The Senate inquiry into this bill led to a strange conclusion. Despite the inquiry hearing clear evidence that the current regulation of payday lending is deeply flawed, that the bill's proposed reforms would directly address those challenges and that there are alternatives to consumer leases that allow low-income people to have access to credit at competitive and conscionable rates, government senators advocated not passing the bill, which was written by their own team. It's an extraordinary proposition: the opportunity to help, the opportunity to provide a regulatory framework that supports the interests of low-income Australians, with the only people on the other side of the argument being the payday lenders, and this government chose to support the payday lenders and leave ordinary Australians in poverty and at the mercy of this industry. On a bill they drafted in response to their own inquiry into exploitation, they wrote:

The committee acknowledges the commercial reality that those with higher credit-risk ratings are charged more to access credit. The committee considers it appropriate that regulations are commensurate with this risk and that, at the same time, the regulation is sufficient to ensure consumers are appropriately protected.

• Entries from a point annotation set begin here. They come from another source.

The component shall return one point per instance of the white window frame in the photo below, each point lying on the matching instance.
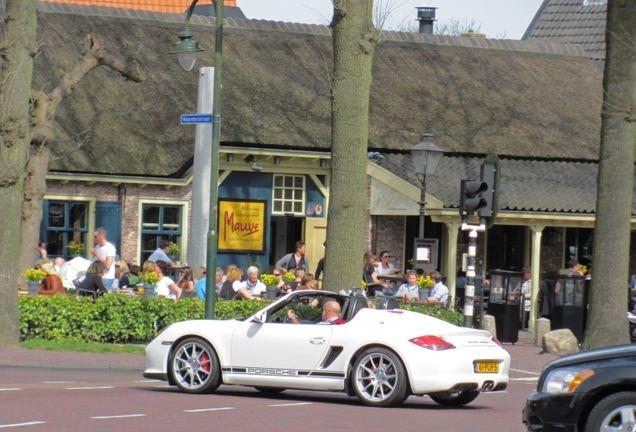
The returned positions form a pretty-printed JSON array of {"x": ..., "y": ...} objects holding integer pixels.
[{"x": 283, "y": 200}]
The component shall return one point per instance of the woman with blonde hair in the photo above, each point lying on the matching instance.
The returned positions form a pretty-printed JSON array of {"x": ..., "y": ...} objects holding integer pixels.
[
  {"x": 186, "y": 283},
  {"x": 166, "y": 286},
  {"x": 233, "y": 288},
  {"x": 52, "y": 283},
  {"x": 121, "y": 274}
]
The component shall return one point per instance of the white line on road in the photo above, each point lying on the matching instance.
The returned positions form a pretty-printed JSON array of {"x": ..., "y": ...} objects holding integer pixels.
[
  {"x": 21, "y": 424},
  {"x": 209, "y": 409},
  {"x": 528, "y": 372},
  {"x": 88, "y": 388},
  {"x": 121, "y": 416}
]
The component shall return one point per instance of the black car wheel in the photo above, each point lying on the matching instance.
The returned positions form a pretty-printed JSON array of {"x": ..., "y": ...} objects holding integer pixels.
[
  {"x": 456, "y": 398},
  {"x": 379, "y": 378},
  {"x": 194, "y": 366},
  {"x": 616, "y": 412}
]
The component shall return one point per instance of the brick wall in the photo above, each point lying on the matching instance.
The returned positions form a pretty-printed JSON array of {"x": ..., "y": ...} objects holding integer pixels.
[{"x": 131, "y": 196}]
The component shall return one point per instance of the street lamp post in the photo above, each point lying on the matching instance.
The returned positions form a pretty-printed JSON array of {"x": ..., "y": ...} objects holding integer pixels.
[
  {"x": 186, "y": 49},
  {"x": 426, "y": 156}
]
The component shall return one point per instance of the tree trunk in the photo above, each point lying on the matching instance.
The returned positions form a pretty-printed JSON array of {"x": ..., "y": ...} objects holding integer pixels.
[
  {"x": 607, "y": 324},
  {"x": 354, "y": 40},
  {"x": 34, "y": 190},
  {"x": 19, "y": 48}
]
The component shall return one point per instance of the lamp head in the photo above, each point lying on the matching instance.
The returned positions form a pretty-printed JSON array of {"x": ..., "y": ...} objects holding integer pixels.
[{"x": 186, "y": 50}]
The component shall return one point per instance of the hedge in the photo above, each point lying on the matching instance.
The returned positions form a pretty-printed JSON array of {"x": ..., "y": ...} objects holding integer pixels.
[{"x": 123, "y": 319}]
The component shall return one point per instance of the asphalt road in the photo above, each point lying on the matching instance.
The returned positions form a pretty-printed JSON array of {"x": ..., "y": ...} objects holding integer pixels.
[{"x": 61, "y": 399}]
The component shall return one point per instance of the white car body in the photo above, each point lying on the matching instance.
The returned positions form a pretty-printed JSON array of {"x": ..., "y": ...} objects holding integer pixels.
[{"x": 279, "y": 355}]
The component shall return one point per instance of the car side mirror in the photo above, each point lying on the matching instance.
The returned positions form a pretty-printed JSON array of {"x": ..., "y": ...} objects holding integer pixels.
[{"x": 260, "y": 317}]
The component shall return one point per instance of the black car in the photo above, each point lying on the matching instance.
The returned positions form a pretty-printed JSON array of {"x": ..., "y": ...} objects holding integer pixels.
[{"x": 592, "y": 390}]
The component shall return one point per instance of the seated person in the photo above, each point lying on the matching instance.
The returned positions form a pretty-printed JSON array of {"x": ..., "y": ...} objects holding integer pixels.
[
  {"x": 330, "y": 314},
  {"x": 93, "y": 280},
  {"x": 439, "y": 293},
  {"x": 409, "y": 290},
  {"x": 52, "y": 283},
  {"x": 233, "y": 288}
]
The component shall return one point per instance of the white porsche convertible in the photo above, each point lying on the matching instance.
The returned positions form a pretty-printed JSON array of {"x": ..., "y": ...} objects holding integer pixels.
[{"x": 381, "y": 356}]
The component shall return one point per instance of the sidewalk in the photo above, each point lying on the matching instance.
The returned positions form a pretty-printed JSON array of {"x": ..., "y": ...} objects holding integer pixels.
[{"x": 526, "y": 357}]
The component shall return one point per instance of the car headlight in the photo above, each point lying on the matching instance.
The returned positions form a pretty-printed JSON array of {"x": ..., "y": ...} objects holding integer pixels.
[{"x": 565, "y": 380}]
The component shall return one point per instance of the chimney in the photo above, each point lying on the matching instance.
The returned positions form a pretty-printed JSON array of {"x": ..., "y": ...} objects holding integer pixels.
[{"x": 426, "y": 17}]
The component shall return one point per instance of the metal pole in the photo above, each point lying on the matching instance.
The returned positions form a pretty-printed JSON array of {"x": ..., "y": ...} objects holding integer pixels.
[
  {"x": 210, "y": 281},
  {"x": 422, "y": 205},
  {"x": 470, "y": 279}
]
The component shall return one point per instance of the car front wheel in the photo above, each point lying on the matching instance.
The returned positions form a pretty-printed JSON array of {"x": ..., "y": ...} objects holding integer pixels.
[
  {"x": 194, "y": 366},
  {"x": 616, "y": 412},
  {"x": 455, "y": 399},
  {"x": 379, "y": 378}
]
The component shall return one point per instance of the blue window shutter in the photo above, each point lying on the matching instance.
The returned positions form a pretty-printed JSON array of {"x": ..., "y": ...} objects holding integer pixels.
[
  {"x": 108, "y": 215},
  {"x": 45, "y": 220}
]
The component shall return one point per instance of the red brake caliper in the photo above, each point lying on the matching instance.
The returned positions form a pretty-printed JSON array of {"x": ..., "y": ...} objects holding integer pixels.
[{"x": 205, "y": 362}]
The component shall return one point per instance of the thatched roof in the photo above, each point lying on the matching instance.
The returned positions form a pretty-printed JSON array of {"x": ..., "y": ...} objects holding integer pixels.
[{"x": 513, "y": 98}]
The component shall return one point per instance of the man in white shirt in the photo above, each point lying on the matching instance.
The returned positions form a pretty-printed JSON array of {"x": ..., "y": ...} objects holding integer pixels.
[{"x": 105, "y": 252}]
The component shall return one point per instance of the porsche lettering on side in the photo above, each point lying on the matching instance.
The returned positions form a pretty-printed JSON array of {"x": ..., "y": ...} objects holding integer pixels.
[{"x": 380, "y": 356}]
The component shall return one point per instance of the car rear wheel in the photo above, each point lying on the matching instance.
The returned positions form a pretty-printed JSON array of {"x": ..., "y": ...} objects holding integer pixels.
[
  {"x": 379, "y": 378},
  {"x": 455, "y": 398},
  {"x": 269, "y": 390},
  {"x": 616, "y": 412},
  {"x": 194, "y": 366}
]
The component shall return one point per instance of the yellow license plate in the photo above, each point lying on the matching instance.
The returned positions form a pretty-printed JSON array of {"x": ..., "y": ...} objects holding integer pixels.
[{"x": 486, "y": 367}]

What is the 'commercial reality' for the 110,000 additional workers who are going to lose their jobs and be on $44 a day, prey to the payday lending industry? They have the heart of a pea, on the other side, in terms of these issues.

Are the decisions that those families have to make commensurate with the risk they face? There was a brief moment in 2017 when members of the Liberal government—I've lost track of whether it was Abbott, Morrison or Turnbull at the time—were prepared to do the bare minimum to protect vulnerable people: the heady days of 2017 and 2018, when they actually understood what their responsibility in government was. But when Minister Sukkar decided to reverse course, he chose a side alright. He chose to ignore the suffering of Australia's most vulnerable people. He chose to support the worst elements of this industry that profit from the misery of ordinary people.

The government members of the Senate Economics Legislation Committee made the same choice. Government members who failed to stand up for vulnerable Australians in their caucus room are complicit in that choice. Government senators who vote against this bill and do nothing to deliver accountability from what passes for their finance and economics team are complicit in the government's failures in this area.

The simple fact is that people like Minister Sukkar, and plenty of people on the other side of this chamber, simply do not understand the decisions that desperate people have to make because they will never have to make them themselves. They fail to imagine the lives of the poorest Australians, whether they are long-term unemployed people or families or people who have been displaced by the government's failures to deal with the end of the JobKeeper program and the 110,000 additional people who will be thrown onto the ranks of the unemployed. It's the failure of those on the other side of this chamber to imagine those lives that means they will continue to fail in this area; they'll continue to create additional misery and poverty in our communities. It's that kind of failure of leadership and failure of economic capacity that continues to hold this country back.